Fallout

22 January, 2016
“Oil prices could fall further this year as the market faces an ‘enormous strain’ on its ability to absorb new supplies from producers such as Iran…”. Thus read the lead to the Wall Street Journal’s story on Tuesday, relating to the International Energy Agency’s Oil Market Report for January.
Fall further they did, that day and the next, before staging an extraordinary rebound on Thursday. But the daily gyrations are only of interest to traders. For everyone else in the world, especially the oil producing countries, what really matters is the trend — which has, of course, been relentlessly and powerfully downwards.
Most of the world has not yet adjusted to sub-$40 per barrel oil, and here we are at sub-$30 prices. The markets have run far ahead of the analysts who are supposed to forecast and explain it — and the latter, in a desperate effort to get ahead of the game, have begun airing predictions of ‘$20 oil’ and even of ‘$10 oil’. Given the massive oversupply — to the point where the world is luridly depicted as “drowning in oil” — these forecasts cannot be dismissed, but their primary purpose is simply to shock. This attracts headlines and coverage, as well as providing cover for their authors, both against their past failure to predict the severity of the collapse to date and going forward, in the still-unlikely event that prices do indeed sink so low.
However, the critical consideration in the oil market is not how low prices go, but how long they stay very low. True, the definition of ‘very low’ varies from country to country, because production costs in the Saudi, Iraqi and Iranian fields are a tiny fraction of those in offshore fields in the North Sea, the Gulf of Mexico and other expensive and inaccessible places. But for any given price level — whether $100 or $10 — there are fields which, once prices fall beneath that level, generate losses for their operators.

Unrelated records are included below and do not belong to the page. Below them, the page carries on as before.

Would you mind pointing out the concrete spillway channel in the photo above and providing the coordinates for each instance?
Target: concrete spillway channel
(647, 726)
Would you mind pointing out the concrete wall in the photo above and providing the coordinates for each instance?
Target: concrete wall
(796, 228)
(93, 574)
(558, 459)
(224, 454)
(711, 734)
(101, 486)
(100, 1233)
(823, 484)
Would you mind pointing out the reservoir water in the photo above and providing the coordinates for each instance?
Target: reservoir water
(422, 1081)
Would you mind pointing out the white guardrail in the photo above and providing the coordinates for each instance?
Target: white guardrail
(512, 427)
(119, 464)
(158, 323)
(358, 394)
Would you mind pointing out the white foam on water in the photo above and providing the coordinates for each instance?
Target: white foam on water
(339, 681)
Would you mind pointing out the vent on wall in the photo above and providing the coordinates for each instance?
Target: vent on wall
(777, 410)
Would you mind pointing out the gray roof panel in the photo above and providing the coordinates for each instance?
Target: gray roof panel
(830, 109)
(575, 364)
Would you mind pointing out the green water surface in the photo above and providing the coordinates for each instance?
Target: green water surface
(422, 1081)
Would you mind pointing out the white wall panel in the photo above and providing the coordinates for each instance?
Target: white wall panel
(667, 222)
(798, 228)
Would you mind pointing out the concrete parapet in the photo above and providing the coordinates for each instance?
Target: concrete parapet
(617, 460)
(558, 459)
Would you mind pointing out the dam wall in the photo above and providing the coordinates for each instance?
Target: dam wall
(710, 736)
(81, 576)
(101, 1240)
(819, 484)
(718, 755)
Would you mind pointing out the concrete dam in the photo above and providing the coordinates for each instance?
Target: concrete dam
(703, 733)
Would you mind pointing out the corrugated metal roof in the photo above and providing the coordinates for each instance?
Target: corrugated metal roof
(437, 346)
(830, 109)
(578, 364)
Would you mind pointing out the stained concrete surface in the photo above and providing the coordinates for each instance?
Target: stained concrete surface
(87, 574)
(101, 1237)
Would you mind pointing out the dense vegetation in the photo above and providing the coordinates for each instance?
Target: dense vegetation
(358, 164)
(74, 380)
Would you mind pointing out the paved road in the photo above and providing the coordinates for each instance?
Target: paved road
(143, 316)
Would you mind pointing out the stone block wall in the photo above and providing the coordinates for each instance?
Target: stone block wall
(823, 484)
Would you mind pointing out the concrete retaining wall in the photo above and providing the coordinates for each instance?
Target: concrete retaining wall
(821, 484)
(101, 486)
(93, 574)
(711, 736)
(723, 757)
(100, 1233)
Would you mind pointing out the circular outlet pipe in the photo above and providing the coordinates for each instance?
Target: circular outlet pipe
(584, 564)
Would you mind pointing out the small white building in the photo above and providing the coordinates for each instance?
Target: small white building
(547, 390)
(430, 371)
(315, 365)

More dependence, no diversification
By the same token, every country has its own levels of taxation and royalties which the government takes from the oil companies — even, or especially, if it owns them. Most critically, for each of these countries, the degree to which the state budget is dependent on these oil-based revenues varies. But what is true for every major oil-producing country in the world is that its reliance on oil (and/or natural gas in many cases) has increased over the last 10-15 years, during the period of the energy and commodity boom.
Thus the story of the 1970s has played out again, on an even larger scale: instead of utilizing the enormous revenues pouring in from oil and gas to diversify their economies into other areas and thereby reduce their dangerous dependency on energy production, almost every major energy-producing country has preferred to shoot itself in the foot and arm. On the one hand, it has done little or nothing to diversify its sources of income, and on the other it has channeled the wealth into subsidies and other give-aways which have weakened, rather than strengthened, its economy and society.
This generalization holds true across a remarkably wide swathe of countries, societies and political systems. Norway and Nigeria have little in common other than their energy dependence — but that is enough to put them in the same boat. There they will find, among their fellow-passengers, both Saudi Sunni extremists and Iranian Shi’ite fanatics — who are not only co-religionists (in the rest of the world’s eyes, if not their own) but co-reliers on oil to keep their regimes in power and their populations reasonably placid.
Bye bye, World Cups
Other berths are occupied by geographically gigantic Russia and postage-stamp Qatar, who at least can put their heads together to figure out how on earth they are going to deliver on their commitments to host the World Cup in respectively, 2018 and 2022. Fortunately for them, their man Sepp Blatter is gone, so they can hope that their ill-gotten honor of hosting the events will be taken from them — a disgrace, no doubt, but a minor and almost welcome one compared to having to admit that they simply can’t afford it any more.
The inability to put on massive spectacular events is a simple, obvious and very public example of the fallout from the fall. We may well see an early example this summer in Brazil, a country which is already in deep economic funk and hence unlikely to be able to deliver an impressive Olympic Games — and quite possibly not even a functional one either.
But the fallout from the oil/ energy/ commodities collapse will extend far beyond the ability to stage grand circuses. For all the developing countries, the focus of the masses is going to be on bread, not circuses. The five years since the ‘Arab Spring’ erupted have demonstrated the hopeless situation of governments that have been unable to provide basic sustenance for their populations, or divert their distress into nationalist campaigns or outright wars. Yet for most of that time, money was available from one source or another, with which to attempt to hold the line — albeit with very mixed results.
Now there is no-one left with either the will or the wherewithal — let alone both — to keep the show going, even if they want to. Everywhere, the public — after losing confidence in the organizers — is heading for the exits.